The output file specified by -a/--abundances contains three columns:
- the name of a seed sequence representing cluster C;
- the name of a sequence included in cluster C representing some specimen S;
- the number of reads representing cluster C originating from specimen S.
Let's name these columns ('seed', 'read_from_S', and 'abundance'). In principle, the sum of the values in the column containing abundances should equal the total number of input reads. However, swarm does not allow sequences containing ambiguities, so these are silently discarded.
In the specific case of pplacer, this file can be provided as an
argument to guppy redup -d
after placement of sequences in
seeds.fasta to generate a placefile reflecting the original read
masses before clustering.
But more generally, this output, along with a specimen map and assignment of seed sequences to taxon names, can be used to construct a table describing taxon abundance by specimen.
Consider these two other tables:
- 'specimen_map', a table provided as input to this script with columns ('read_from_S', 'specimen')
- 'assignments', a table assigning clusters to taxa with columns ('seed', 'taxon').
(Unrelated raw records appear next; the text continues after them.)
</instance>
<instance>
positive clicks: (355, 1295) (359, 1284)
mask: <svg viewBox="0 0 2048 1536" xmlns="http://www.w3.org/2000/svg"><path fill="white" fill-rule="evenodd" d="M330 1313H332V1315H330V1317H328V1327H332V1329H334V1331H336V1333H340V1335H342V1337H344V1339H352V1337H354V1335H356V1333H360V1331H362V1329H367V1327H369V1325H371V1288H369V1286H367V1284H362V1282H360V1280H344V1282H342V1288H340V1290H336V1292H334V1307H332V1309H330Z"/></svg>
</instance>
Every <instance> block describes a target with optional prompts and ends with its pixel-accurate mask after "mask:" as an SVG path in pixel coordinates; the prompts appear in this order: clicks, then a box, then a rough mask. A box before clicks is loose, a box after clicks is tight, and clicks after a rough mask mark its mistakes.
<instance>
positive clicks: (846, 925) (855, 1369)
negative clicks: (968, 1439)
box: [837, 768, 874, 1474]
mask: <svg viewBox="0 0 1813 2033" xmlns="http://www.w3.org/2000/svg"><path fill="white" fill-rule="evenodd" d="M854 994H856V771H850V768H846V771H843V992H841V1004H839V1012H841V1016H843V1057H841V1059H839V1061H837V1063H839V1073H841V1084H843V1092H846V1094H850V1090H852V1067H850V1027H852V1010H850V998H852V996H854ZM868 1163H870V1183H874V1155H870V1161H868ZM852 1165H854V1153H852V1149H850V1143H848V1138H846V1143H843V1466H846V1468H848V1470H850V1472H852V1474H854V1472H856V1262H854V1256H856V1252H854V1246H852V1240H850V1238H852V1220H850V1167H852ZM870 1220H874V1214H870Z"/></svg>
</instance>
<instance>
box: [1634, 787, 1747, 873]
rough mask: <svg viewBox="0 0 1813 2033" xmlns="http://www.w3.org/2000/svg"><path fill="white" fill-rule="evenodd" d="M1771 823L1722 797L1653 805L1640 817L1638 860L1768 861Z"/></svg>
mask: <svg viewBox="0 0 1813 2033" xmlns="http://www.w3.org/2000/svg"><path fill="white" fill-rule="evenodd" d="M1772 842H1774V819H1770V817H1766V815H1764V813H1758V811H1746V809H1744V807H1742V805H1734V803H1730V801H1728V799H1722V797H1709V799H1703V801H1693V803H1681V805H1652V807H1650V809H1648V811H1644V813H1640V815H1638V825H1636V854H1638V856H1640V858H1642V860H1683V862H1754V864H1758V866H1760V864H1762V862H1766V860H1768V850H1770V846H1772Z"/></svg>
Given these three inputs, a taxon table can be constructed as follows (using SQL to illustrate the relations):
select specimen, taxon, sum(abundance) as read_count from abundances join specimen_map using (read_from_S) join assignments using(seed) group by specimen, taxon;
Recommended use is in a python virtualenv. Here's what I do to install both swarmwrapper and the linux swam binaries to a virtualenv:
virtualenv env source env/bin/activate pip install git+https://github.com/nhoffman/swarmwrapper.git swarmwrapper install --prefix $VIRTUAL_ENV
positional arguments: {dereplicate,cluster,install} dereplicate Perform strict dereplication. cluster Cluster dereplicated reads. install Install swarm binaries (linux only for now) optional arguments: -h, --help show this help message and exit -v increase verbosity of screen output (eg, -v is verbose, -vv more so) -q, --quiet suppress screen output from pip commands -V, --version Print the version number and exit --tmpdir TMPDIR optional directory name for creating temporary intermediate files (created in system temp file and discarded by default) -t N, --threads N number of threads [4]